Erweiterte Realität. Hatten wir das schon einmal?

Seit ein IT-Riese vor Kurzem eine erhebliche Investition in seine Headsets angekündigt hat, ist ein Begriff in aller Munde: Extended Reality oder erweiterte Realität (XR). Doch wie bei allem Neuen, besonders bei Neuem aus dem IT-Bereich, gibt es ebenso viele zynische wie begeisterte Reaktionen.

Extended Reality ist der Oberbegriff für eine Reihe von Technologien, zu der auch Augmented Reality (angereicherte Realität), Mixed Reality (gemischte Realität) und Virtual Reality (virtuelle Realität) gehören. Diese Technologien bereichern unsere physische Welt durch digitale Elemente. Die genaue Terminologie ist noch im Wandel begriffen. Der Gedanke dahinter ist jedoch, die Art und Weise zu ändern, wie wir mit digitalen Medien umgehen. Dabei verschwimmen die Grenzen zwischen realer und virtueller Welt. Wenn das nur halb so gut funktioniert, wie uns Technologiefans glauben machen wollen, werden sich uns wunderbare neue Welten eröffnen.

Wenn es Spaß macht, sind wir zu allem bereit

Wie sich das genau entwickeln wird, ist noch unklar. Werden wir eines Tages unser XR-Headset ebenso selbstverständlich anziehen wie unsere Schuhe und uns ohne nicht richtig angezogen fühlen? Werden wir den Eingriff in unser Leben und die Unannehmlichkeiten wirklich hinnehmen? Wenn die erweiterte Realität Spaß macht, werden wir das in Kauf nehmen. Menschen begeistern sich für alles, was mit Unterhaltung zu tun hat. Ihnen ist es egal, wenn sie eine komische Figur machen, Hauptsache sie haben Spaß. Haben Sie sich selbst schon einmal tanzen sehen?

Obwohl es bei XR nicht so sehr um Unterhaltung als vielmehr um die Interaktion mit digitalen Medien geht, könnte der Freizeitaspekt der Schlüssel sein, wenn es um die breite Akzeptanz und neue, aufregende hybride Online-Realitäten geht.

Die Unterhaltungsbranche ist mit dem Thema natürlich schon vertraut. Sie erweitert die Wirklichkeit schon seit jeher durch künstlerische Mittel und technologische Effekte. In Reality-Fernsehshows wie „Big Brother“, die kein Drehbuch haben, ist das gang und gäbe. Und sind die heutigen Projektoren und professionellen Displays mit ihrer hohen Helligkeit und Auflösung im Grunde nicht auch Geräte, mit denen die Realität erweitert wird?

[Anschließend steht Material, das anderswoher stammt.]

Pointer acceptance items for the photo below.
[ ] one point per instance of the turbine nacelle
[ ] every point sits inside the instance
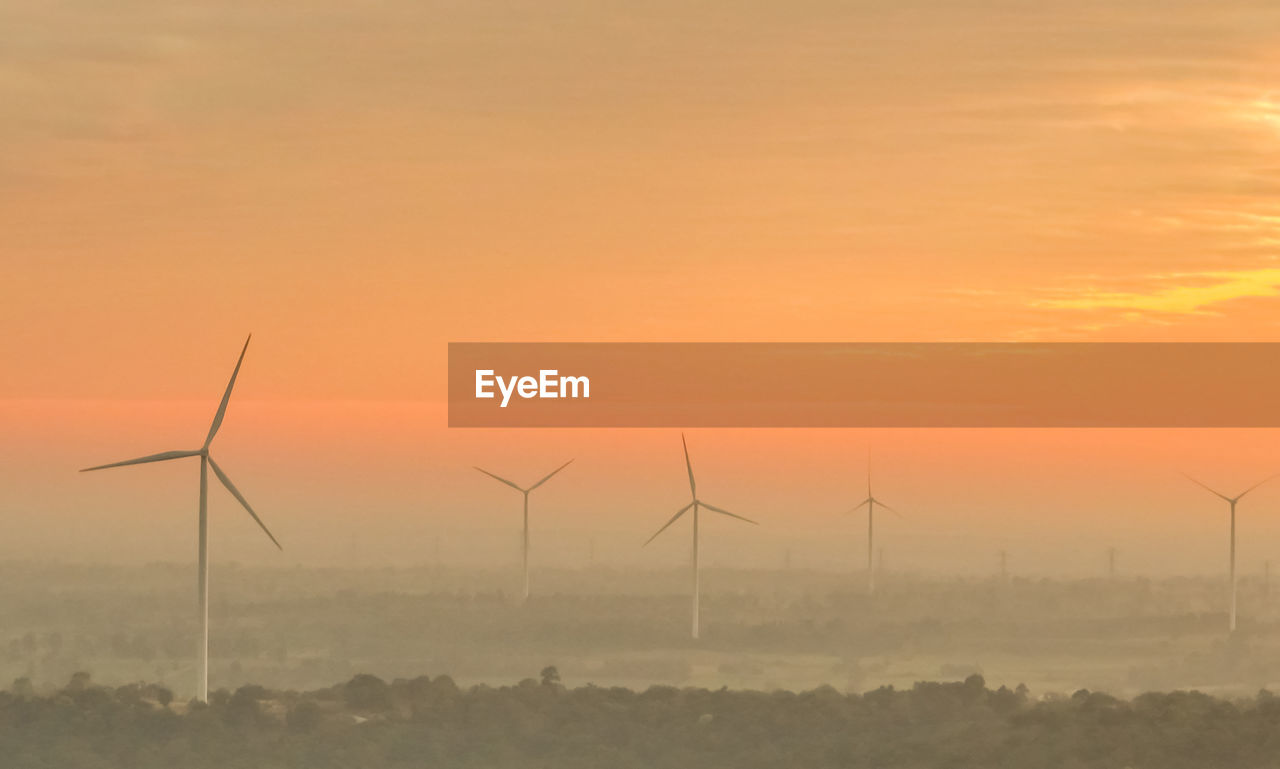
(694, 503)
(202, 452)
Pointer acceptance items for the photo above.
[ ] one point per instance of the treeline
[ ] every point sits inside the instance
(432, 722)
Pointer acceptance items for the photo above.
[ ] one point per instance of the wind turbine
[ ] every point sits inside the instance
(1230, 502)
(206, 463)
(525, 491)
(694, 504)
(871, 502)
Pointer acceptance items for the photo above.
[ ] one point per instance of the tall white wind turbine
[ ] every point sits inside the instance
(694, 504)
(206, 463)
(1230, 502)
(525, 491)
(871, 502)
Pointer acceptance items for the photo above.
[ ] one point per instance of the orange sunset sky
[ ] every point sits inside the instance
(360, 183)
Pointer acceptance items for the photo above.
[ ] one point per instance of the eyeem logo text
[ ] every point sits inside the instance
(547, 384)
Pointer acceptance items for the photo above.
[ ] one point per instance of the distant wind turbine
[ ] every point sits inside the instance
(871, 502)
(1230, 502)
(206, 463)
(694, 504)
(525, 491)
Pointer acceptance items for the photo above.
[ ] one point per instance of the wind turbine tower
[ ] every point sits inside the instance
(1232, 502)
(871, 502)
(694, 504)
(206, 463)
(525, 493)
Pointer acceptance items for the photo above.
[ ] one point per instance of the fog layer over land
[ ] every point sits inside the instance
(304, 628)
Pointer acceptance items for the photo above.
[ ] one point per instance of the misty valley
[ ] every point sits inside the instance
(763, 630)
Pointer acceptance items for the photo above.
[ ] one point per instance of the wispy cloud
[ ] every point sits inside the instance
(1184, 293)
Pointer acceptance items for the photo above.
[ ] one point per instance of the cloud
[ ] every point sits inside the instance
(1188, 293)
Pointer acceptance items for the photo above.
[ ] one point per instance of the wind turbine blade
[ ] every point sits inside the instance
(673, 518)
(858, 507)
(891, 509)
(549, 475)
(693, 486)
(241, 499)
(1206, 488)
(501, 479)
(1256, 485)
(160, 457)
(716, 509)
(227, 396)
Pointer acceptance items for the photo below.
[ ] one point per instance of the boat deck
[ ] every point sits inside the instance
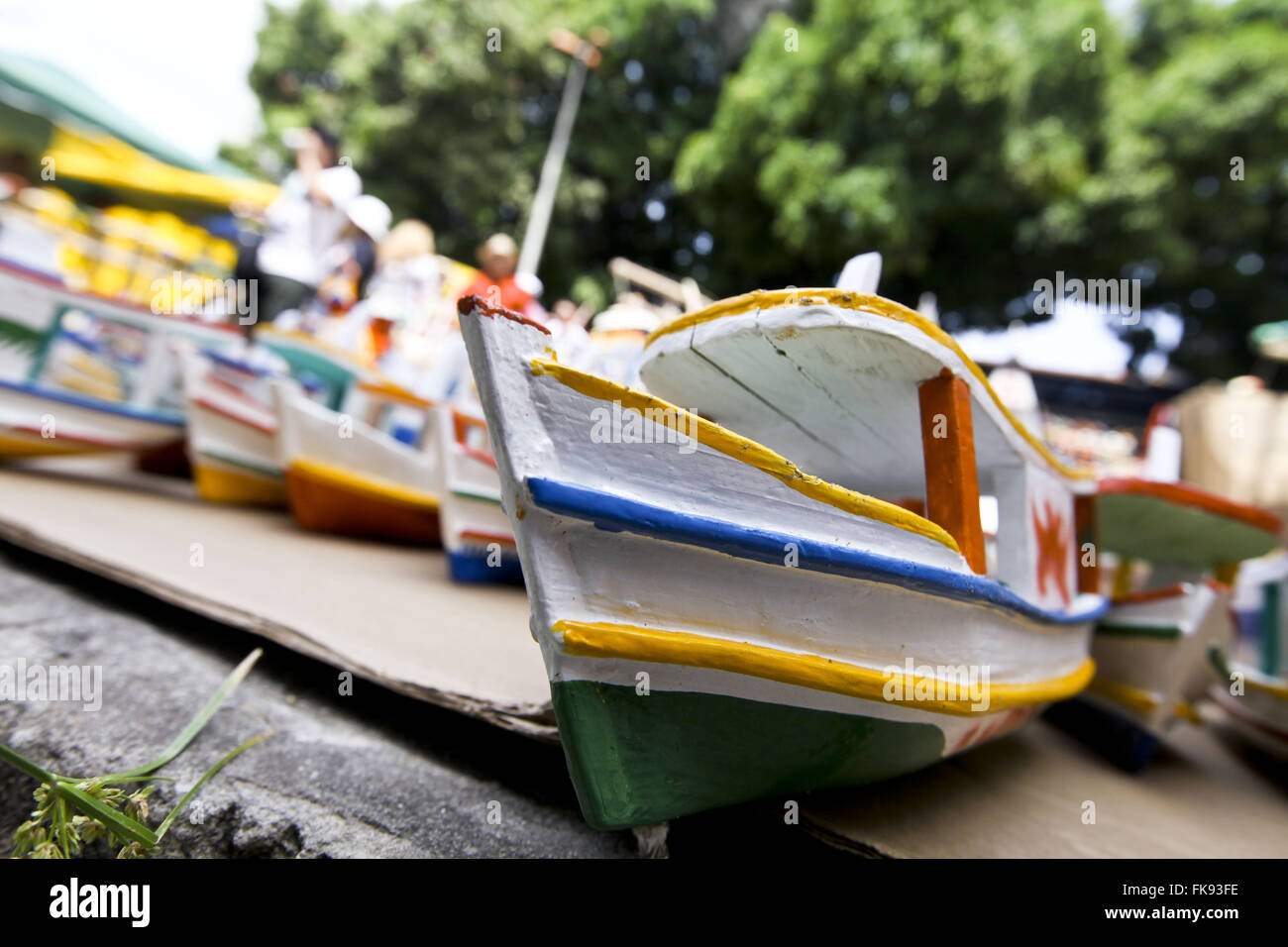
(391, 616)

Die Unterhaltungsbranche hat bereits gelernt, wie man die Realität und die künstlich erzeugte Welt nahtlos miteinander verschmelzen lässt. Um Erfolg zu haben, muss XR also dasselbe tun. XR muss glaubhaft und immersiv sein, denn mit einer optischen Fassade allein lässt sich die Realität nicht erweitern, sie lenkt lediglich von der Realität ab. Wenn XR nicht immersiv ist, wird sie als Eindringling erlebt.

Das Publikum überzeugen

Der Schritt vom Novum zum Mainstream ist weder einfach noch garantiert. Diesen Sprung muss die erweiterte Realität jedoch irgendwann schaffen. Denn eine perfekt funktionierende digitale Technik ist nur die halbe Miete. Darüber hinaus muss man noch das richtige Publikum finden, es von XR überzeugen und erreichen, dass es nicht genug davon bekommen kann. Social Media haben das geschafft, ebenso wie zuvor das Kino, der Zeitungsdruck und alle anderen Kanäle, die heute Teil unseres Lebens sind.

Die Erkenntnis daraus ist vermutlich, dass wir die erweiterte Realität nicht sofort ablehnen sollten. XR mag sich heute noch seltsam, unpraktisch und fremd anfühlen. Wenn der Content jedoch erst einmal ansprechend und unterhaltsam ist, werden die Leute alle damit verbundenen Unannehmlichkeiten in Kauf nehmen. Das haben die Menschen schon immer getan, wenn ihnen Wege in neue Welten aufgezeigt wurden. Manche springen früh auf den Zug auf und halten alle Unbequemlichkeiten aus. Wir alle wollen schließlich wissen, was in dieser neuen Welt passiert, auch wenn wir es nicht zugeben wollen. Wenn die Hürden etwas sinken, werden wir uns alle zu XR bekehren lassen.